La tragedia ocurrió en medio de una persecución y tiroteos en la policía y los delincuentes, que luego llegó a una fiesta funk tradicional que generalmente tiene lugar los fines de semana de Paraisópolis, la favela más grande de San Pablo, y liberaron a las casi 5.000 personas presentes. También hay al menos dos personas heridas por el episodio sin conocer detalles de su estado reportado por Rádio BandNews en su cuenta de Twitter.

Miembros del 16 ° Batallón de la Policía Militar Metropolitana patrullaron el área cuando dos hombres comenzaron a disparar contra los uniformados y luego huyeron en una motocicleta, en dirección a la fiesta del funk, según la misma fuerza de seguridad en un comunicado de G1, parte del Grupo Globe. Luego, los oficiales comenzaron la persecución, pero cuando alcanzaron la concentración de personas, se encontraron con piedras y botellas.

La favela de Paraisópolis, la más grande de San Pablo (Florian Kopp/imageBROKER/Shutterstock)
La favela de Paraisópolis, la más grande de San Pablo (Florian Kopp/imageBROKER/Shutterstock)

Las fuerzas de seguridad intentaron dispersar a la muchedumbre con gas pimienta y otra “munición química”, y entonces comenzó la estampida en la que al menos 11 personas resultaron pisoteadas y luego llevadas a la sala de Emergencias del hospital Campo Limpo. Nueve murieron poco después.

Algunos de los presentes cuestionaron la versión policial, asegurando que los mismos asistentes al baile fueron emboscados directamente por las fuerzas de seguridad, sin que nadie hubiera disparado antes.

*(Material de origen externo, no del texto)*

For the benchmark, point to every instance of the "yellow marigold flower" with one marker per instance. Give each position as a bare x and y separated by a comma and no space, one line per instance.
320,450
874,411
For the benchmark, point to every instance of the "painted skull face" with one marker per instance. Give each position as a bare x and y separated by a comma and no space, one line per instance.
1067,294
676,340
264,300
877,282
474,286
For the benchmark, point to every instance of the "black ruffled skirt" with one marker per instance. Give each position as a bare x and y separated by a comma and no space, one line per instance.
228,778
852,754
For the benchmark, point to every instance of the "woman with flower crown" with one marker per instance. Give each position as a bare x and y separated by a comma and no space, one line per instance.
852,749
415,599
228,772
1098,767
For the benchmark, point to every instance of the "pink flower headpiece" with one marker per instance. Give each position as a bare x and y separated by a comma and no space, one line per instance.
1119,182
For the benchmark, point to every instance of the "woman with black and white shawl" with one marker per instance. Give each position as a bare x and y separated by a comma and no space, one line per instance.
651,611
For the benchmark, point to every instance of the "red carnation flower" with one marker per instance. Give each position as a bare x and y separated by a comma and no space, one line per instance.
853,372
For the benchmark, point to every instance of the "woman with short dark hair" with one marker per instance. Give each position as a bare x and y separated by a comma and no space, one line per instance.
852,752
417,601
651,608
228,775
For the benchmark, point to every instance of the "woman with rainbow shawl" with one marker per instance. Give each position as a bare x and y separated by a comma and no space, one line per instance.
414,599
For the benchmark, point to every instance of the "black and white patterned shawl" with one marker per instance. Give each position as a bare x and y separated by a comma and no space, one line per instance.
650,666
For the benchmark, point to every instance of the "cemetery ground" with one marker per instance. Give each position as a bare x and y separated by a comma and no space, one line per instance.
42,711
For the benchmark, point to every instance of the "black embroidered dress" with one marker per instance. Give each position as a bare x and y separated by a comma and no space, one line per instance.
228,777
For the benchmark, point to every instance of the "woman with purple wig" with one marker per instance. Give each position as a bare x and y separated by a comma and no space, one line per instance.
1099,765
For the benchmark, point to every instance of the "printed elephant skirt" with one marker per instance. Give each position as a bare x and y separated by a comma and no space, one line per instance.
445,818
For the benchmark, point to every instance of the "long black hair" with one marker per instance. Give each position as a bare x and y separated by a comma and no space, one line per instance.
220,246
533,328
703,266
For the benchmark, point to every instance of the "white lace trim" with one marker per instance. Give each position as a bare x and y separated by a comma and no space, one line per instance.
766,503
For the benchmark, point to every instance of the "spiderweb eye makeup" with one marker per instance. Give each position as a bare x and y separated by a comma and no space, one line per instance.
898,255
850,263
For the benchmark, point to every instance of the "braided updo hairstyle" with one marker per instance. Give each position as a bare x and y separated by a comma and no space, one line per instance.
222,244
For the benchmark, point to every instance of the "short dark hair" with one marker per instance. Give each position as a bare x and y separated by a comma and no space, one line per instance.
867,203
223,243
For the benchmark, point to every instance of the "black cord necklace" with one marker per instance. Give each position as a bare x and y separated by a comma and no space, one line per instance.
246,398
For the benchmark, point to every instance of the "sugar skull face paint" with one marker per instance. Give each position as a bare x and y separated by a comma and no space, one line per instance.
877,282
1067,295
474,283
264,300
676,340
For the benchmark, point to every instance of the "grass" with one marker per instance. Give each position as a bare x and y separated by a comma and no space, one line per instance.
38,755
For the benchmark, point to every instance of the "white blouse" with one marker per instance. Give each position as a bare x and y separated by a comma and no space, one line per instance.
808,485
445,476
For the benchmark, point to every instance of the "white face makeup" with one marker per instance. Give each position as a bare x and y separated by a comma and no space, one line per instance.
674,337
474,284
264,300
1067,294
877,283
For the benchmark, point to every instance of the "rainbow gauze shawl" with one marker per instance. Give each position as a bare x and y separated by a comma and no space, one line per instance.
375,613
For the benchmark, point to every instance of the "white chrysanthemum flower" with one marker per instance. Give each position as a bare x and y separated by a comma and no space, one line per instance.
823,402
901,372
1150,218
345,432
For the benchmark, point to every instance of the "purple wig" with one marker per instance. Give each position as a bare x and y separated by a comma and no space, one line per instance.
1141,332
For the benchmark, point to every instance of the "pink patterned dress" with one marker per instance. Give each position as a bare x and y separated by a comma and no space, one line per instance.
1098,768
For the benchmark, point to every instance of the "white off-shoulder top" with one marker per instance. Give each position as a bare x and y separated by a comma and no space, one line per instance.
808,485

“Era una calle con dos o tres salidas que fueron cerradas. Dispararon con armas de fuego, no sólo con una bala de goma, y también con un spray de pimienta. Los jóvenes sólo se estaban besando”, expresó a G1 la madre de una de las dos heridas, una joven de 17 años que se encuentra hospitalizada tras haber sufrido una golpiza.

Según dijeron a la agencia EFE otros vecinos de la favela, hay familias que están “desesperadas” porque sus hijos estaban en la fiesta y todavía no llegaron a casa.

Las fiestas funk estilo “carioca” que tienen lugar en Paraisópolis, donde viven cerca de 55.000 personas, y otras favelas paulistas suelen generar disturbios y peleas entre grupos, y es usual que la policía acuda al lugar para intentar poner orden.